Berdasarkan hal tersebut, maka susunan organisasi

pemerintahan di daerah akan berpengaruh terhadap

hubungan antara pusat dan daerah. Hal ini dapat dilihat

dari peran dan fungsi masing-masing susunan atau tingkatan

dalam penyelenggaaan otonomi. Artinya peran dan fungsi

tersebut dapat ditentukan oleh pelaksanaan titik berat

otonomi yang dijalankan. Pengaturan dan pelaksanaan titik

berat otonomi sangat ditentukan oleh beberapa faktor yaitu:

(a) sistem rumah tangga daerah; (b) ruang lingkup urusan

pemerintahan; dan (c) sifat dan kualitas suatu urusan

(Manan, 1995:194-195).

Berdasarkan ketentuan Undang-Undang Nomor 23 Tahun

2014 dapat diterjemahkan pola hubungan antara pemerintah

pusat dan daerah sebagai berikut:

1. Desentralisasi adalah penyerahan sebagian kewenangan

eksekutif dari Pemerintah Pusat kepada Daerah, dimana

dalam pasal 9 (sudah disebutkan di halaman sebelumnya)

bahwa Urusan pemerintahan Konkuren inilah yang

menjadi dasar Otonomi Daerah. Urusan Pemerintahan

Konkuren yang diserahkan meliputi Urusan Wajib dan

Urusan Pilihan. Pada Urusan Wajib ada Urusan Wajib

Pelayanan dasar dan Urusan Wajib Non Pelayanan Dasar.

Berdasarkan pembagian urusan kewenangan tersebut,

merujuk pada teori Model Hubungan antara Pemerintah

Pusat dan Pemerintah Daerah secara teoritis menurut

Clarke dan Steward termasuk The Agency Model. Model

dimana pemerintah daerah tidak mempunyai kekuasaan

yang cukup berarti sehingga keberadaannya terlihat lebih

sebagai agen pemerintah pusat yang bertugas untuk

menjalankan kebijaksanaan pemerintah pusatnya.

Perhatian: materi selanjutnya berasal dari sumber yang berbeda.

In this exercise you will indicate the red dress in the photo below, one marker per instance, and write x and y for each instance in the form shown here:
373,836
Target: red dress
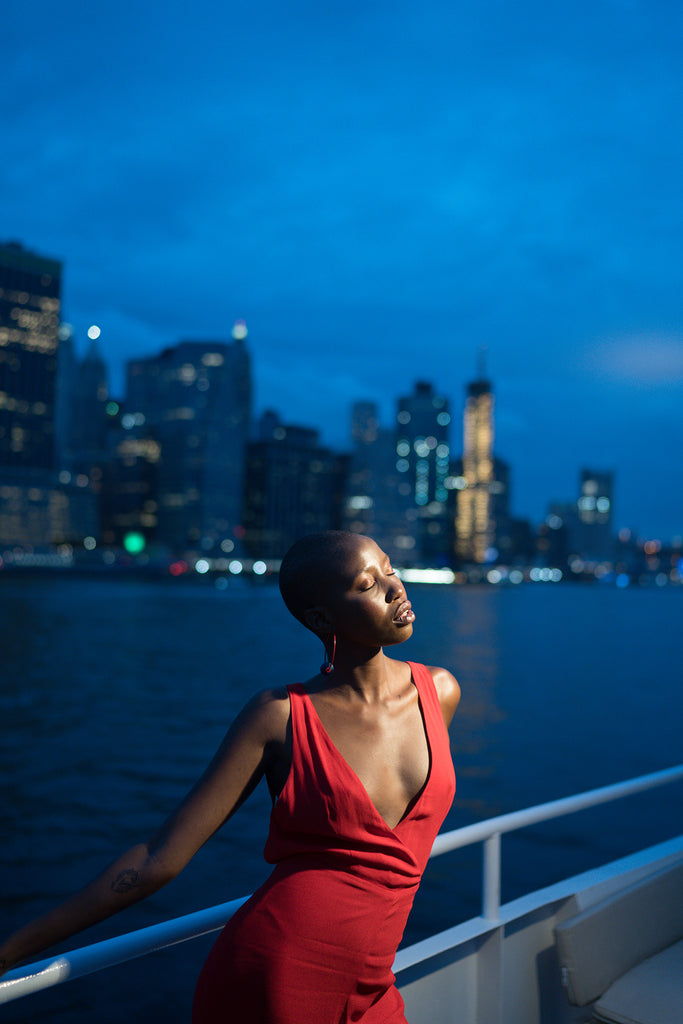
315,943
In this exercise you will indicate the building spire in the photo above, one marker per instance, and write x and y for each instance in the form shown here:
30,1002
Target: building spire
481,363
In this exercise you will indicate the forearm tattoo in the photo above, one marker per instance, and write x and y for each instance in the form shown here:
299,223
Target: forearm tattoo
125,881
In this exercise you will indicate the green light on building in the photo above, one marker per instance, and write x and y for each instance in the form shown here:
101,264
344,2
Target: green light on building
134,543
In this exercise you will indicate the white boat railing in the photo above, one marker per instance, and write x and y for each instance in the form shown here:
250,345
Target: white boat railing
87,960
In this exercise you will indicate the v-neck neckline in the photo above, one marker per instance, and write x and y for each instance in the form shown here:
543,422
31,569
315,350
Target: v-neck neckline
331,743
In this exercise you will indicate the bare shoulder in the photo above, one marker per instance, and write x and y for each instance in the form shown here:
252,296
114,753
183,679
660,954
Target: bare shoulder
447,689
266,714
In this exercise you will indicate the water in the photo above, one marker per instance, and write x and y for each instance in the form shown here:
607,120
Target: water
114,694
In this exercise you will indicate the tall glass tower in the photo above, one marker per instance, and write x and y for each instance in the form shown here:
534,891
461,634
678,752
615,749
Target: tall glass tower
475,524
31,510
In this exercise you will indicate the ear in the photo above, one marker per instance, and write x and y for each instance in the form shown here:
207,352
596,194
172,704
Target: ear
317,621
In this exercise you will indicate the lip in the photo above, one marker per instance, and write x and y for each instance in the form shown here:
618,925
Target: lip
404,613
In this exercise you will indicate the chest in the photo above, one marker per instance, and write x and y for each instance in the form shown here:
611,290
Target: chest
386,749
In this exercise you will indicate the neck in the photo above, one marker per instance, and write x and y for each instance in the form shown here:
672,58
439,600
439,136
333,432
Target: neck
369,674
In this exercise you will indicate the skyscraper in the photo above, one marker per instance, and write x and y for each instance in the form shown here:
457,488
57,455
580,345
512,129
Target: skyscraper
195,400
30,299
595,514
474,517
423,459
30,287
374,504
293,486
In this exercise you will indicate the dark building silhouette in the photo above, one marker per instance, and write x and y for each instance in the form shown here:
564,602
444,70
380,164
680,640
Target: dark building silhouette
582,530
34,511
475,523
293,486
375,504
423,460
194,399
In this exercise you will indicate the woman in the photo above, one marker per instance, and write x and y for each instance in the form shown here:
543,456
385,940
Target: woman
357,763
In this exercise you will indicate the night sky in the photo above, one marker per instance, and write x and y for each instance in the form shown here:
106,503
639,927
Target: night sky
379,189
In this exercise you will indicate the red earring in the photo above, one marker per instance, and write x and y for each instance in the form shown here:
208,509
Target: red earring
329,665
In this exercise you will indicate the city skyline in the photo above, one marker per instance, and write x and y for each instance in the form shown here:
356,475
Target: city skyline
379,193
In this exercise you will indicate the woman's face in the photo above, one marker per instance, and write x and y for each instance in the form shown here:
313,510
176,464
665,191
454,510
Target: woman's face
365,599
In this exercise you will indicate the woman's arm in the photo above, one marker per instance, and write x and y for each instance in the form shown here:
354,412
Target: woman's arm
447,689
252,741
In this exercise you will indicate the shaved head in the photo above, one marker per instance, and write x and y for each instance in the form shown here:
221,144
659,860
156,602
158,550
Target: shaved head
307,566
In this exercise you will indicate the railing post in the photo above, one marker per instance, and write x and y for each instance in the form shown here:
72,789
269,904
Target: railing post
492,878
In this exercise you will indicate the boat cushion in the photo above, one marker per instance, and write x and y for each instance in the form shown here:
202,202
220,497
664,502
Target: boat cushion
605,940
649,993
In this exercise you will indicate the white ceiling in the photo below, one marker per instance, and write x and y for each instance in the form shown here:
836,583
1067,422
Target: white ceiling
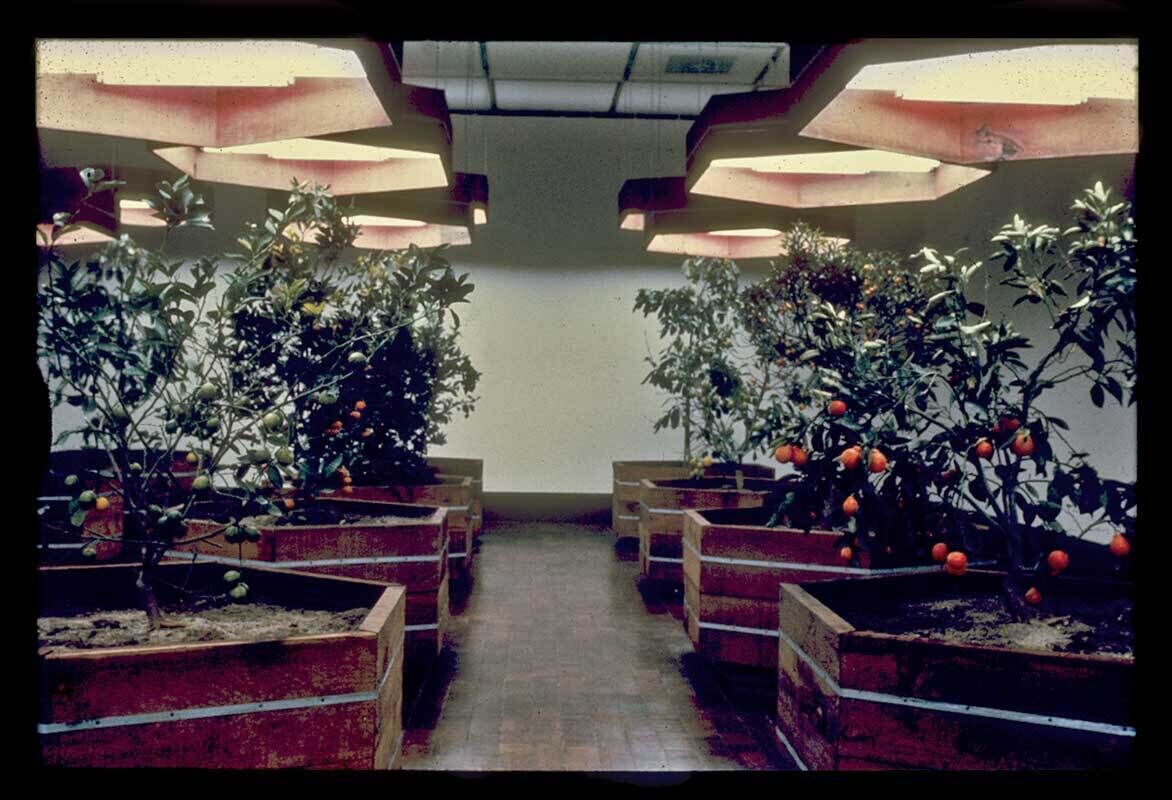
593,77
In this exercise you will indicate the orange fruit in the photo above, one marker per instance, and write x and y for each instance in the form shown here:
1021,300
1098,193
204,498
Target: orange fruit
851,457
1119,545
1058,560
956,563
1022,445
850,506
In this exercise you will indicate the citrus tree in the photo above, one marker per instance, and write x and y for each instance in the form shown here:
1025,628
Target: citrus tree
358,361
148,347
1008,459
704,367
842,328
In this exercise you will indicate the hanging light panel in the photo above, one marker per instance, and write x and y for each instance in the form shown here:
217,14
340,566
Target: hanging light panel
210,93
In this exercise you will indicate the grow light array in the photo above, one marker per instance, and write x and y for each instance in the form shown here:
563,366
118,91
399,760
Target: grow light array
1050,101
842,162
1050,75
211,93
196,63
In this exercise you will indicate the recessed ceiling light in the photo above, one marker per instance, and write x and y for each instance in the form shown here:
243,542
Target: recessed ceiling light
196,63
1053,75
321,150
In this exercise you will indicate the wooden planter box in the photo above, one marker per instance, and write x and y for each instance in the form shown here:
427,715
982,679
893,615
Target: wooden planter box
454,493
465,467
733,566
413,554
628,476
60,542
313,701
661,514
864,699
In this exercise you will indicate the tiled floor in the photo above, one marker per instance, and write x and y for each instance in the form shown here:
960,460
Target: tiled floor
559,662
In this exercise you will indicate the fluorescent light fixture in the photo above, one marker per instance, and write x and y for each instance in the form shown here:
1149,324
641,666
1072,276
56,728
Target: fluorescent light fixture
196,63
213,94
985,104
137,213
383,221
843,162
1050,75
82,234
750,233
321,150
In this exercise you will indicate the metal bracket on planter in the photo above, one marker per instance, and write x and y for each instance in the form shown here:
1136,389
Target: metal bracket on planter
260,706
955,708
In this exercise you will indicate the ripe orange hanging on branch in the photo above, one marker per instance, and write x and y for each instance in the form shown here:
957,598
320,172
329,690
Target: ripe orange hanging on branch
850,506
1022,445
956,563
851,457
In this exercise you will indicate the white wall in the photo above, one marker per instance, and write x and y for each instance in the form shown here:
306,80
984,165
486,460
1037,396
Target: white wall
551,323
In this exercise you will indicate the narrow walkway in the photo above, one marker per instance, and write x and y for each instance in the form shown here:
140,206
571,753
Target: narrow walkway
558,662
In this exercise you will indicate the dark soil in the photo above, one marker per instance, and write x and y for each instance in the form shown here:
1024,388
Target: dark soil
1061,624
200,621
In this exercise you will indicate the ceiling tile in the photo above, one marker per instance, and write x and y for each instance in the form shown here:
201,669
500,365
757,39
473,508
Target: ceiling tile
730,62
441,59
567,61
554,95
669,97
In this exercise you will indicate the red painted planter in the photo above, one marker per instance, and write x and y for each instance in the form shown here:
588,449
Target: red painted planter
413,553
853,698
314,701
733,567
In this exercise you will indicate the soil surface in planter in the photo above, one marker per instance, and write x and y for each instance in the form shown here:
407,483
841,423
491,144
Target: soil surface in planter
199,621
1065,624
332,515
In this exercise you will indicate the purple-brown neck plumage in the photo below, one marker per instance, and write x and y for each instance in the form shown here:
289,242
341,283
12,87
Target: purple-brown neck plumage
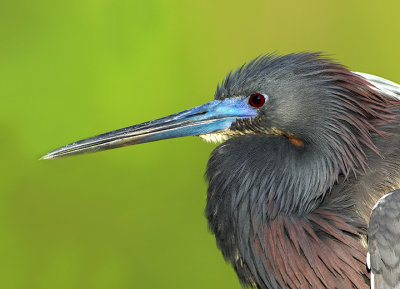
273,205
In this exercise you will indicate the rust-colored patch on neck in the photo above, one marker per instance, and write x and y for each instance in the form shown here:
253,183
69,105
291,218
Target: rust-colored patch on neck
320,250
292,138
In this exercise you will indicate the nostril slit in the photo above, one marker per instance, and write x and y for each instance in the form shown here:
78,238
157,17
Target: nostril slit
196,114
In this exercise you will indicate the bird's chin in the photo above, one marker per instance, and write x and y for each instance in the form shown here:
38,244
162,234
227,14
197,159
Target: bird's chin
216,137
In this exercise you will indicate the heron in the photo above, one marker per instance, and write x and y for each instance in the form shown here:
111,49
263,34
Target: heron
308,149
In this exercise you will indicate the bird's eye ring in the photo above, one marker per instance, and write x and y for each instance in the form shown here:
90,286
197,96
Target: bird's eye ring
257,99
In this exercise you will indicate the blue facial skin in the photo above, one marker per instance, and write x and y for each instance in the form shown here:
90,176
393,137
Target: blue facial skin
214,116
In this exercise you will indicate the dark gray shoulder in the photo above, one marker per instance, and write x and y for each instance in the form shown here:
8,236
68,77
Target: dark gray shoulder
384,242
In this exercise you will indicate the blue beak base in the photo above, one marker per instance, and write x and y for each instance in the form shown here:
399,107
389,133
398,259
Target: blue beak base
214,116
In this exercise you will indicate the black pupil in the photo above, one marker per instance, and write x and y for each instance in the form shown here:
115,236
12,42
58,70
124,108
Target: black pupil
257,100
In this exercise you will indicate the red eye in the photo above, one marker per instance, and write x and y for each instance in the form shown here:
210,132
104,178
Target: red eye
257,100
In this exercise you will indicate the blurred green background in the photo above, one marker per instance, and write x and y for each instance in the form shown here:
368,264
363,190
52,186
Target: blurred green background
133,217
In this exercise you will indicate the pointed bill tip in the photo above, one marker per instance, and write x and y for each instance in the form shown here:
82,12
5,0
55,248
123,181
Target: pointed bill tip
48,156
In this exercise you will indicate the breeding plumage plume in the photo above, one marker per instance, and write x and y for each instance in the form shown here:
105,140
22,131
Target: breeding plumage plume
309,147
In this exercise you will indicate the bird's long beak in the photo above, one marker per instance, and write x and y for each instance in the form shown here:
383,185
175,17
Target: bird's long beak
214,116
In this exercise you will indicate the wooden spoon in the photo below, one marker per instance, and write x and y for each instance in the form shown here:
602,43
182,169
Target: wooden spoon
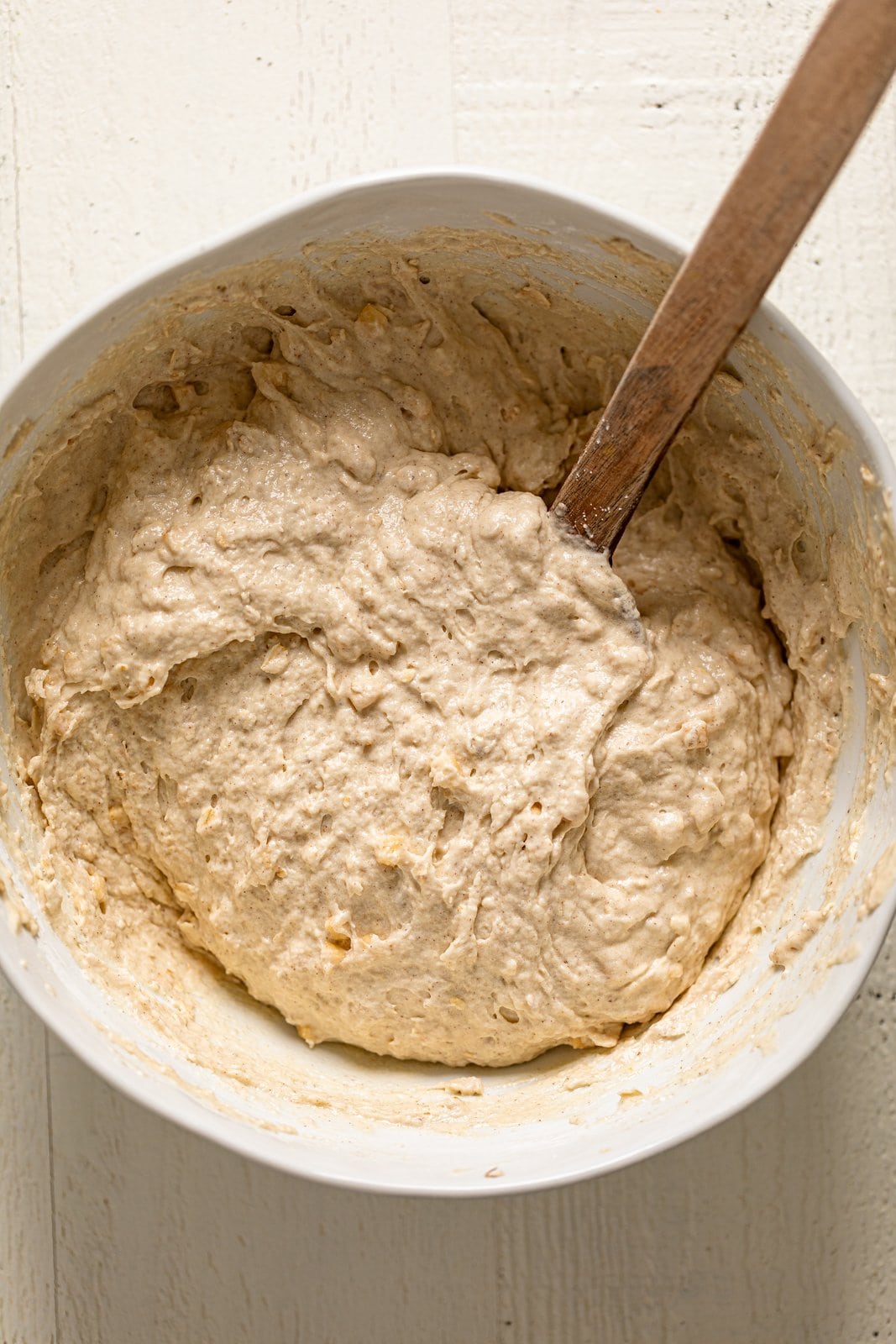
812,129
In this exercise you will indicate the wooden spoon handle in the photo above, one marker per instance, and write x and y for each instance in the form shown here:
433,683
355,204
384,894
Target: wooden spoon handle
812,129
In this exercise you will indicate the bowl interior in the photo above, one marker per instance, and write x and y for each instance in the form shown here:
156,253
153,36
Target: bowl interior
340,1115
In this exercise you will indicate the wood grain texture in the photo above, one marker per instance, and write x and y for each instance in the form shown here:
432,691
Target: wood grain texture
815,124
140,128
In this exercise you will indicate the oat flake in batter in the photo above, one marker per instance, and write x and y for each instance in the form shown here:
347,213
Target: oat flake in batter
421,772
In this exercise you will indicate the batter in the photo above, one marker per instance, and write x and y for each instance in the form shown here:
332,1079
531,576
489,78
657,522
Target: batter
331,690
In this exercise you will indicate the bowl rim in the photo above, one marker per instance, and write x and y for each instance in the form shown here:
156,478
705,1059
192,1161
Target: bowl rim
239,1135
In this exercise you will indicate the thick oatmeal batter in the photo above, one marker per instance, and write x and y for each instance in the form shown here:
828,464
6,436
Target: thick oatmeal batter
328,689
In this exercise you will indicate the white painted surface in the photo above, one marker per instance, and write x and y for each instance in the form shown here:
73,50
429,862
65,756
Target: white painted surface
130,129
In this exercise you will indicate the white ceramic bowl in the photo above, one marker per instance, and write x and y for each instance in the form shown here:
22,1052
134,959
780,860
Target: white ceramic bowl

Karenanya pada model ini berbagai petunjuk rinci dalam

peraturan perundangan sebagai mekanisme kontrol

sangat menonjol.

2. Pembagian urusan pemerintahan konkuren tersebut

berdasarkan Pasal 13 didasarkan pada prinsip

akuntabilitas, efisiensi, dan eksternalitas, serta

kepentingan strategis nasional. Prinsip akuntabilitas

dimaksudkan bahwa Penanggungjawabnya berdasarkan

kedekatannya dengan luas, besaran, dan jangkauan

dampak yang ditimbulkan oleh penyelenggaraan suatu

Urusan Pemerintahan. Adapun yang dimaksud dengan

prinsip efisiensi adalah Perbandingan tingkat daya guna

yang paling tinggi yang dapat diperoleh. Sedangkan

Prinsip eksternalitas merupakan Luas, besaran, dan

jangkauan dampak yang timbul akibat penyelenggaraan

suatu Urusan Pemerintahan. Dan Prinsip kepentingan

strategis nasional bahwa dalam rangka menjaga keutuhan

dan kesatuan bangsa, kedaulatan Negara, implementasi

hubungan luar negeri, pencapaian program strategis

nasional dan pertimbangan lain.

3. Berdasarkan pasal 13 ayat (2) kriteria Urusan

Pemerintahan yang menjadi kewenangan Pemerintah

Pusat adalah:

a. Urusan Pemerintahan yang lokasinya lintas Daerah

provinsi atau lintas negara;

b. Urusan Pemerintahan yang penggunanya lintas

Daerah provinsi atau lintas negara;

c. Urusan Pemerintahan yang manfaat atau dampak

negatifnya lintas Daerah provinsi atau lintas negara;

d. Urusan Pemerintahan yang penggunaan sumber

dayanya lebih efisien apabila dilakukan olehPemerintah Pusat; dan/atau

e. Urusan Pemerintahan yang peranannya strategis bagi

kepentingan nasional

4. Sedangkan yang menjadi kewenangan pemerintah daerah

provinsi disebutkan dalam Pasal 13 ayat (3) meliputi;

a. Urusan Pemerintahan yang lokasinya lintas Daerah

kabupaten/kota;

b. Urusan Pemerintahan yang penggunanya lintas

Daerah kabupaten/kota;

c. Urusan Pemerintahan yang manfaat atau dampak

negatifnya lintas Daerah kabupaten/kota; dan/atau

d. Urusan Pemerintahan yang penggunaan sumber

dayanya lebih efisien apabila dilakukan oleh Daerah

Provinsi;

5. Selanjutnya dalam Pasal 13 ayat (4) kriteria Urusan

Pemerintahan yang menjadi kewenangan Daerah

kabupaten/kota adalah:

a. Urusan Pemerintahan yang lokasinya dalam Daerah

kabupaten/kota;

b. Urusan Pemerintahan yang penggunanya dalam

Daerah kabupaten/kota;

c. Urusan Pemerintahan yang manfaat atau dampak

negatifnya hanya dalam Daerah kabupaten/kota; dan/

atau;

d. Urusan Pemerintahan yang penggunaan sumber

dayanya lebih efisien apabila dilakukan oleh Daerah

kabupaten/kota.

6. Pembagian urusan kewenangan tersebut dikontrol oleh

pemerintah pusat dengan menerapkan norma, standar,

prosedur, dan kriteria (NPSK) dalam rangka

penyelenggaraan Urusan Pemerintahan; dan

melaksanakan pembinaan dan pengawasan terhadap

penyelenggaraan Urusan Pemerintahan yang menjadi

kewenangan Daerah. Hal ini tercantum dalam Pasal 16.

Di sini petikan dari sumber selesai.